USING DATA MINING TO PREDICT
Although the educational level of the Portuguese population
has improved in the last decades, the statistics
keep Portugal at Europe’s tail end due to its high student
failure rates. In particular, lack of success in the
core classes of Mathematics and the Portuguese language
is extremely serious. On the other hand, the
fields of Business Intelligence (BI)/Data Mining (DM),
which aim at extracting high-level knowledge from raw
data, offer interesting automated tools that can aid the
education domain. The present work intends to approach
student achievement in secondary education using
BI/DM techniques. Recent real-world data (e.g.
student grades, demographic, social and school related
features) was collected by using school reports and questionnaires.
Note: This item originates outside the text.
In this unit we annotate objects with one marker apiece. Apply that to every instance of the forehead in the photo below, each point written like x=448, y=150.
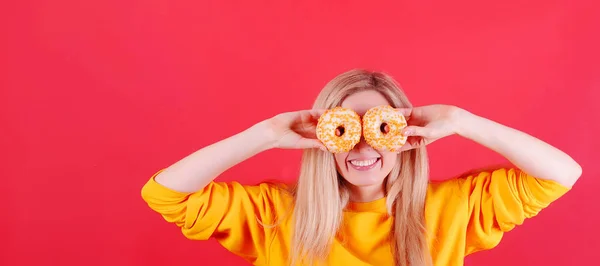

The two core classes (i.e. Mathematics and
Portuguese) were modeled under binary/five-level classification
and regression tasks. Also, four DM models
(i.e. Decision Trees, Random Forest, Neural Networks
and Support Vector Machines) and three input
selections (e.g. with and without previous grades) were
tested. The results show that a good predictive accuracy
can be achieved, provided that the first and/or second
school period grades are available. Although student
achievement is highly influenced by past evaluations, an
explanatory analysis has shown that there are also other
relevant features (e.g. number of absences, parent’s job
and education, alcohol consumption). As a direct outcome
of this research, more efficient student prediction
tools can be be developed, improving the quality of education
and enhancing school resource management.